Virginia also has a unique law. Passengers can technically possess and consume open containers of alcohol. But police can presume this means the driver is also drinking, until the driver proves otherwise. So if you are going to let your passengers drink while you drive through Virginia, be prepared to pass a breathalizer test.

Why can’t passengers drink alcohol while you drive?

It makes sense why every state prohibits drinking while you drive: driving under the influence slows your reaction time and puts everyone else on the road in danger.

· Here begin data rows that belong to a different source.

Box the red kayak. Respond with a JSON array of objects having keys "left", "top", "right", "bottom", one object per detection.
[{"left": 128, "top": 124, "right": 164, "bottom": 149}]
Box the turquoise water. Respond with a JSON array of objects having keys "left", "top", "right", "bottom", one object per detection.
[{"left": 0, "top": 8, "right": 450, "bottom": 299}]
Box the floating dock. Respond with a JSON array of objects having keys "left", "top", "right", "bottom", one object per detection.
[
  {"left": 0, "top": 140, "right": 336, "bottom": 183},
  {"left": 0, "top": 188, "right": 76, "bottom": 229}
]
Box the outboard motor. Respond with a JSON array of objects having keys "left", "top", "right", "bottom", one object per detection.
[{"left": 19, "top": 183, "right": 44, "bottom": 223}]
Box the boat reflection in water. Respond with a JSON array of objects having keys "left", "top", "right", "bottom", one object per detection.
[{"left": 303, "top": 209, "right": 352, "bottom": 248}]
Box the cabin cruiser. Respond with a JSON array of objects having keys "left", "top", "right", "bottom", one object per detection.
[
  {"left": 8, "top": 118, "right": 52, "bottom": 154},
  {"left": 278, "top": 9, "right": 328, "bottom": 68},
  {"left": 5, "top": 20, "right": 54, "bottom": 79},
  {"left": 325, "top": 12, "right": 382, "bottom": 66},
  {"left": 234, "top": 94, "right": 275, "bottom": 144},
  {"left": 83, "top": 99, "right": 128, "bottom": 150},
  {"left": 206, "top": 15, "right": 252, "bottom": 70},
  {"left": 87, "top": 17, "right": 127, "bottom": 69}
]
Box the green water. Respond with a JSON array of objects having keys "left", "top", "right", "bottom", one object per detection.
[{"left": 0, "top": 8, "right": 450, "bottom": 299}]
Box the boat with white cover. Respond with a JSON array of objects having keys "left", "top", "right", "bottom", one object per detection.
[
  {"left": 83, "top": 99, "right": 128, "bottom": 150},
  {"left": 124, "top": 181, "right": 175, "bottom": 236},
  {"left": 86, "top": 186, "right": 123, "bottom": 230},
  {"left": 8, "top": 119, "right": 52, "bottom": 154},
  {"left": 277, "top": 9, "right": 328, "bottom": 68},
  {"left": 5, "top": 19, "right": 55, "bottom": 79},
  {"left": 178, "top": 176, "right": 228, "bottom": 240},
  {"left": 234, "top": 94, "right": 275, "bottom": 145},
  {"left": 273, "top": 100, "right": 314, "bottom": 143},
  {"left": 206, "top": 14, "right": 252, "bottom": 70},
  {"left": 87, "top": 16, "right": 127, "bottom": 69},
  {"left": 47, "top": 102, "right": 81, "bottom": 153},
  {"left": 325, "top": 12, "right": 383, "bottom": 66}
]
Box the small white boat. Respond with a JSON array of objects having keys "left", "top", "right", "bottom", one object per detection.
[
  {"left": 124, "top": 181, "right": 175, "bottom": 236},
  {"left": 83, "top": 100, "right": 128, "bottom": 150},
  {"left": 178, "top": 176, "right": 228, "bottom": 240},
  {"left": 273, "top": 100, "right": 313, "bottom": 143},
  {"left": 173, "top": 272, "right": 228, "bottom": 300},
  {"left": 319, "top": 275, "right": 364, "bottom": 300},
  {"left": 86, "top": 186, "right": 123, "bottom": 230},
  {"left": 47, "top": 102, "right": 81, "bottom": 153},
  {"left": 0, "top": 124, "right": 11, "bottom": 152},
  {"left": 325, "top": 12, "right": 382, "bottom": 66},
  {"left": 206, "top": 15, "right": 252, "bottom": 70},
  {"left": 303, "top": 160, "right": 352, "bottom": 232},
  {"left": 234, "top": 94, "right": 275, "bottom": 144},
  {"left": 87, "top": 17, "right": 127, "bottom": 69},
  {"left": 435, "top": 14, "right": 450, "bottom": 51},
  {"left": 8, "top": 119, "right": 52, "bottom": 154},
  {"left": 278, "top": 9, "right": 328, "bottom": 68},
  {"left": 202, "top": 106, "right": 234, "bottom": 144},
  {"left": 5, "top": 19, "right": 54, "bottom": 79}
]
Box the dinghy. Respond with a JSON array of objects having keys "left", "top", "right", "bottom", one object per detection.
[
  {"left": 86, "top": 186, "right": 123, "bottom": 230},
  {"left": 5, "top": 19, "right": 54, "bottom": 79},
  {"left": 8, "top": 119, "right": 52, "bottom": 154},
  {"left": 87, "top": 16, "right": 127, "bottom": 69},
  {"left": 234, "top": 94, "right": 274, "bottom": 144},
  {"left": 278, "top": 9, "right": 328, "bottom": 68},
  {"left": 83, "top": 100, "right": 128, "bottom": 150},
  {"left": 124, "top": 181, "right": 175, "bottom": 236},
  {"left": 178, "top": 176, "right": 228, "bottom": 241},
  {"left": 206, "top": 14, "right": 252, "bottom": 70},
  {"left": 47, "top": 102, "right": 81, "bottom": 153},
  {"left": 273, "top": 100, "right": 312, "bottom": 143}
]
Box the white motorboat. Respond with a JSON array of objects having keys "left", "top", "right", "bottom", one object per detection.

But the reason four out of every five states prohibit your passengers from enjoying alcohol may surprise you.

A passenger with long hair hangs out the window of a moving motor vehicle.
Vehicle passenger | Averie Woodard via Unsplash

Many states cite how difficult it is for law enforcement to tell if a driver’s been drinking when a vehicle’s passengers have open alcohol. Some folks claim that drunk passengers could distract the driver.

Despite these reasons, there were many states that allowed passengers to drink in a moving vehicle until 1998. Then the U.S. Congress passed the Transportation Equity Act for the 21st Century. This legislation offered states money for banning open containers in vehicles.